If something's off, tell Claude: "The clinical justification for Delta Dental crown denials needs to be more specific about fracture risk to adjacent teeth." Add this feedback to your project instructions.
Real Example: The Full Workflow
Setup: Your project has your practice info, denial patterns, and 4 de-identified past appeal examples uploaded.
Input:
DENIAL APPEAL NEEDED:
Carrier: Delta Dental
Procedure: D2750 — PFM crown
Tooth: #14
Denial reason (exact): "Not medically necessary — no documentation of clinical need"
Clinical findings: Existing MOD amalgam restoration failed with fracture into dentin, periapical X-ray shows fracture line mesial to existing restoration, cusp at risk
Documentation available: Periapical X-ray, intraoral photo, clinical notes documenting fracture
Special context: Patient has heavy occlusal wear pattern, crown protects remaining natural tooth structure
Output: A 4-paragraph letter that opens with the claim identification, cites the fracture documentation, references the periapical X-ray as Exhibit A, notes that the alternative (repeated repair of failed restoration) carries higher long-term risk, and closes with a direct resubmission request.
Time saved: 35 minutes → under 2 minutes. Improvement over generic template: Letter references your specific X-ray findings, addresses Delta Dental's preference for conservative treatment alternatives being inadequate, and matches the tone of your past successful appeals.
What to Do When It Breaks
- Letter sounds too generic → Add more of your successful appeal letters to the project knowledge and tell Claude: "Model your language after the appeal examples I uploaded."

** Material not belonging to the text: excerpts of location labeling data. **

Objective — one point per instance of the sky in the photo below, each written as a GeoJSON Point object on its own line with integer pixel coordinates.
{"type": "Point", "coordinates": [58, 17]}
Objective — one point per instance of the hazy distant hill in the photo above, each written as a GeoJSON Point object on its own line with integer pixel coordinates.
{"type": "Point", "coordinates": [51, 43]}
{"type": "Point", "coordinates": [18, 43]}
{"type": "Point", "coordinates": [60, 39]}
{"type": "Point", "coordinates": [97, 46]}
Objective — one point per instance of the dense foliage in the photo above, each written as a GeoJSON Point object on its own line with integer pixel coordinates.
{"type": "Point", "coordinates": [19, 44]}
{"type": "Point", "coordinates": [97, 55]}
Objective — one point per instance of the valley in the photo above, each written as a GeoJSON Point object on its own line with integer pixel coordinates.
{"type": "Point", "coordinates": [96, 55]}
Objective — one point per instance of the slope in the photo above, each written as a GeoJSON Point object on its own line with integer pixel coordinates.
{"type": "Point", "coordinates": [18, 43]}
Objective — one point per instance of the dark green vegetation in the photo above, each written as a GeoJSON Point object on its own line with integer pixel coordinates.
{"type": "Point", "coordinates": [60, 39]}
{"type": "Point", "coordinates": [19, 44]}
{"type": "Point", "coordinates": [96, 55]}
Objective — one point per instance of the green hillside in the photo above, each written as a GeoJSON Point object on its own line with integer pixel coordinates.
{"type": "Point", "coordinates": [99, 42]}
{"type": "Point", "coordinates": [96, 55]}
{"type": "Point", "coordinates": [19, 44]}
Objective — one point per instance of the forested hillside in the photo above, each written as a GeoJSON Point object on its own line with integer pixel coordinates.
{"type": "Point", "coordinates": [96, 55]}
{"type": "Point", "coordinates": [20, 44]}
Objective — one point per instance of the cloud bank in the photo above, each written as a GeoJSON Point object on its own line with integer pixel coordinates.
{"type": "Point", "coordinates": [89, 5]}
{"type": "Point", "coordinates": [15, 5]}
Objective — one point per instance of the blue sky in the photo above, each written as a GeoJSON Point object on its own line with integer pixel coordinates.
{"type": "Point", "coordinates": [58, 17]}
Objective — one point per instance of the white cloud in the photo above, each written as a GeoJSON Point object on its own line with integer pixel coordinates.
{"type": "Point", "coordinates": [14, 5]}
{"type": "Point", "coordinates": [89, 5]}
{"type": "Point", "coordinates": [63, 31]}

- Wrong clinical terminology → Correct it in the chat and add the correction to the project instructions: "Always say 'periapical radiograph' not 'X-ray' in formal appeals."
- Carrier-specific language is off → Add a section to your project knowledge describing each carrier's review language preferences based on what's worked for you.
- PHI accidentally included → Claude should never do this if the instructions are set correctly. If it happens, add to instructions: "CRITICAL: Never generate real patient names, DOBs, insurance IDs, or claim numbers — always use bracketed placeholders."
Variations
- Simpler version: Use just the project instructions and practice fact sheet without uploading past examples — still much faster than starting from scratch.
- Extended version: Add your CDT code reference document so Claude can automatically look up the correct CDT description and write more accurate clinical justifications.
What to Do Next
- This week: Run 5 pending denials through the system — compare output quality and time spent
- This month: Upload every appeal that gets approved — label the file with the carrier and procedure so the system improves over time
- Advanced: Add a section for each carrier's specific appeal submission requirements (fax vs. portal, deadline, format) so the system can remind you of the process
Advanced guide for dental receptionist professionals. These techniques use more sophisticated AI features that may require paid subscriptions.